Si a una mujer le muestras un sentimiento oculto de pronto, como quien lleva flores azules un día cualquiera, sabrá que cuenta contigo y te lo pagará caro. Para ellas, eso es amor. El hombre, en las relaciones, es patológico.

El hombre tiene más que probarse. Y muchos no se sienten en paz consigo mismo, si no convierten su vida en un infierno. Eso probaría finalmente su fortaleza.

Para tener una imagen arquetípica de lo que digo, echa un vistazo a los héroes de Raymod Chandler o Dashiell Hammet. O recurre a los de James Ellroy, un escritor contemporáneo que siempre ha sido agresivo con la prensa y se autoproclama “el perro rabioso” de la ficción americana. Él mismo es un personaje, uno que se dio tantos golpes a sí mismo que acabó escribiendo ficciones duras y a las vez iluminadoras. Cuando le preguntaron en la revista Rolling Stone sobre uno de los personajes de su libro Sangre Vagabunda, Don Crutchfield, esto fue lo que contestó:

Soy yo, un tipo grande con un corte al cero y pantalones de pinzas en pleno Verano del Amor preguntándose por qué no puede acostarse con nadie. “Bueno, puede que si dejas de hacerte pajas y escuchas rock & roll en lugar de Beethoven, fueras más atractivo”. En el libro, Crutchfield no sabe qué hacer en Navidad. Nunca ha echado un polvo, y tiene 23 años, y está solo. Es un mirón, y tiene dos opciones: acudir al servicio de medianoche de la iglesia luterana o espiar a las mujeres negras en South Central L.A.. Ese soy yo, en pocas palabras.
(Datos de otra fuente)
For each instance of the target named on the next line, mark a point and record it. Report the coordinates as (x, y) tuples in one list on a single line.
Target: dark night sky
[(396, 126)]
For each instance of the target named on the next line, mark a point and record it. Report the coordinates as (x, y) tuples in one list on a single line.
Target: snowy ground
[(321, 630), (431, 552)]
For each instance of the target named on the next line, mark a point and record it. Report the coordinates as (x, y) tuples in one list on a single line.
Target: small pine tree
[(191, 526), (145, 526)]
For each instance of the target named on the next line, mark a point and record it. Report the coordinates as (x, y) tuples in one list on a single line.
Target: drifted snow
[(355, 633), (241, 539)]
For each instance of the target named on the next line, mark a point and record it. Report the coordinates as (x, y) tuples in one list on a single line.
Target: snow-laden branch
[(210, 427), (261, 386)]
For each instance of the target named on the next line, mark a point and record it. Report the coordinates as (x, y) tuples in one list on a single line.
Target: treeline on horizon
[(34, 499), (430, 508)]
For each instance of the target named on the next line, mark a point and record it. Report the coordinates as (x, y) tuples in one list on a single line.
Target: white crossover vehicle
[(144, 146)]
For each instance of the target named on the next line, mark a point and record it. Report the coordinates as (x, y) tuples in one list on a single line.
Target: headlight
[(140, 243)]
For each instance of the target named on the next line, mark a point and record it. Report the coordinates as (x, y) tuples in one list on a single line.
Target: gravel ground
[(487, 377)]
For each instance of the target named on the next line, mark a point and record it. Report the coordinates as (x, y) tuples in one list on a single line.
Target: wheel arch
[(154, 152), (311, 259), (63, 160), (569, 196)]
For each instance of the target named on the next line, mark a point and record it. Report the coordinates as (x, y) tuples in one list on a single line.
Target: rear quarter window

Una vez escribí un cuento sobre un hombre al que le nacía un seno (Hombre y mujer). Pero no cualquier seno, sino el más bello seno que se hubiera visto jamás. Ese cuento incomodó tanto a un amigo, que me reclamó haberlo publicado. La verdad es que yo no había pensado mucho en el asunto; lo que traté de decir fue metafórico más que literal. De cualquier modo, si sabía que el cuento iba a ser perturbador.

Sé que nuestro destino es conciliar las diferencias, encontrarnos todos dentro, ser uno y ninguno, empatizar hasta vernos uno en el otro.